Estudos científicos utilizam metodologias baseadas em estatística e modelos matemáticos, sendo a Análise Descritiva Quantitativa (ADQ) a mais empregada atualmente. Essa técnica seleciona um painel de provadores qualificados que fornecem uma descrição sensorial completa relativa a todos os sentidos, além de contribuir para a designação de componentes interessantes para a aceitação dos produtos (STONE; SIEDEL, 1992). O objetivo principal é obter um painel de provadores que seguem um padrão homogêneo de degustação, ou seja, apresentam a capacidade de avaliar os vinhos de forma consoante, sem
intensas variações. Além disso, devem apresentar capacidade de discriminar as amostras em um nível de significância e, ao mesmo tempo, apresentar boa repetibilidade (STONE; SIEDEL, 1992).
Estudos de Behrens; Silva (2000), Barnabé (2006), Lee et al. (2006), Biasoto (2008) e Le Moigne et al. (2008) atestam o emprego da ADQ como metodologia para a avaliação de diversos tipos de vinhos em relação a diversos atributos com aplicação de ferramentas estatísticas multivariadas como Análise de Componentes Principais e Análise Multidimensional.
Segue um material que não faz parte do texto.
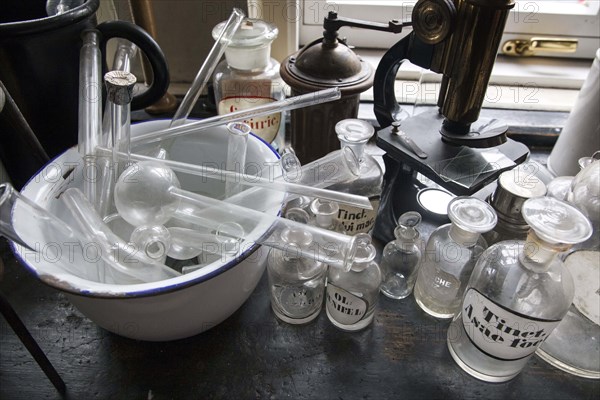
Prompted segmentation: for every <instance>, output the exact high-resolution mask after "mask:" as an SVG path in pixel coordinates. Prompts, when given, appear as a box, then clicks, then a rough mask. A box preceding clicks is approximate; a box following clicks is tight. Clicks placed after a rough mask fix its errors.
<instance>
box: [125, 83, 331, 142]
mask: <svg viewBox="0 0 600 400" xmlns="http://www.w3.org/2000/svg"><path fill="white" fill-rule="evenodd" d="M340 97H341V92H340V89H339V88H337V87H335V88H330V89H325V90H319V91H317V92H313V93H307V94H303V95H300V96H295V97H290V98H288V99H284V100H279V101H274V102H272V103H268V104H263V105H261V106H258V107H253V108H249V109H246V110H240V111H236V112H232V113H229V114H223V115H217V116H215V117H210V118H206V119H203V120H201V121H197V122H191V123H188V124H185V125H181V126H176V127H172V128H167V129H162V130H159V131H155V132H148V133H145V134H142V135H138V136H136V137H133V138H131V146H132V147H138V146H142V145H146V144H150V143H156V142H161V141H163V140H168V139H174V138H176V137H178V136H182V135H188V134H190V133H196V132H198V131H200V130H202V129H209V128H213V127H215V126H220V125H223V124H226V123H228V122H243V121H244V120H247V119H250V118H255V117H260V116H262V115H268V114H271V113H274V112H282V111H288V110H295V109H297V108H302V107H308V106H312V105H316V104H322V103H327V102H330V101H334V100H338V99H339V98H340Z"/></svg>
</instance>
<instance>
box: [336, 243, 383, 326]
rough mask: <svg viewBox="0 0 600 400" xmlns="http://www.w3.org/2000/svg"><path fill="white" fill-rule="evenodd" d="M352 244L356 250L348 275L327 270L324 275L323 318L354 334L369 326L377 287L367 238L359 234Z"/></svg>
mask: <svg viewBox="0 0 600 400" xmlns="http://www.w3.org/2000/svg"><path fill="white" fill-rule="evenodd" d="M356 240H357V243H358V246H357V250H356V256H355V258H354V262H353V264H352V267H351V269H350V271H348V272H345V271H343V270H341V269H340V268H329V273H328V275H327V294H326V309H327V317H328V318H329V320H330V321H331V323H332V324H333V325H335V326H336V327H338V328H340V329H342V330H345V331H357V330H359V329H363V328H364V327H366V326H368V325H369V324H370V323H371V322H373V317H374V316H375V308H376V307H377V302H378V299H379V285H380V284H381V272H380V270H379V266H378V265H377V263H376V262H375V255H376V251H375V247H374V246H373V245H372V244H371V237H370V236H369V235H367V234H364V233H360V234H358V235H357V237H356Z"/></svg>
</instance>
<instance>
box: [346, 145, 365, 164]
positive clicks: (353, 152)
mask: <svg viewBox="0 0 600 400" xmlns="http://www.w3.org/2000/svg"><path fill="white" fill-rule="evenodd" d="M341 145H342V148H343V149H344V148H349V149H350V150H352V152H353V153H354V156H355V157H356V159H357V160H358V163H359V164H361V165H362V164H364V163H365V145H366V143H349V142H344V141H343V140H342V141H341Z"/></svg>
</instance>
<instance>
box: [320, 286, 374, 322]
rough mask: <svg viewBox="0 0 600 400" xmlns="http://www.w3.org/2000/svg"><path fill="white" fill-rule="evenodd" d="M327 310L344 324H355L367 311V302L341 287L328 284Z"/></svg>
mask: <svg viewBox="0 0 600 400" xmlns="http://www.w3.org/2000/svg"><path fill="white" fill-rule="evenodd" d="M327 311H328V312H329V315H331V317H332V318H333V319H335V320H336V321H337V322H339V323H340V324H342V325H353V324H355V323H357V322H358V321H360V320H361V319H362V318H363V317H364V315H365V313H366V312H367V302H366V301H364V300H363V299H361V298H360V297H358V296H355V295H353V294H352V293H350V292H348V291H347V290H344V289H342V288H340V287H337V286H335V285H332V284H331V283H328V284H327Z"/></svg>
Em acordo a esses estudos, Révillion et al. (2007) abordaram somente o estudo da aceitação dos produtos de acordo com a avaliação dos atributos olfativo, visual, gustativo e aceitação global aplicando análise univariada. No entanto, outros estudos como Kallithraka et al. (2001), Díaz-Plaza et al. (2002) e Castillo-Sánchez et al. (2006) utilizaram um painel de especialistas nos vinhos estudados por esses autores para a avaliação de atributos em escalas pré-determinadas. Nesse contexto, verifica-se a importância da aplicação da análise sensorial para diferentes formas de avaliação dos vinhos, visto que cada uma das metodologias mencionadas apresenta sua singularidade e especificidade, concordando com a complexidade que o vinho exige. A aplicação dessas técnicas é de suma importância para elucidar os componentes que são realmente atrativos aos vinhos, principalmente no que se refere aos compostos polifenólicos, responsáveis pela coloração e pela evolução aromática dessas bebidas.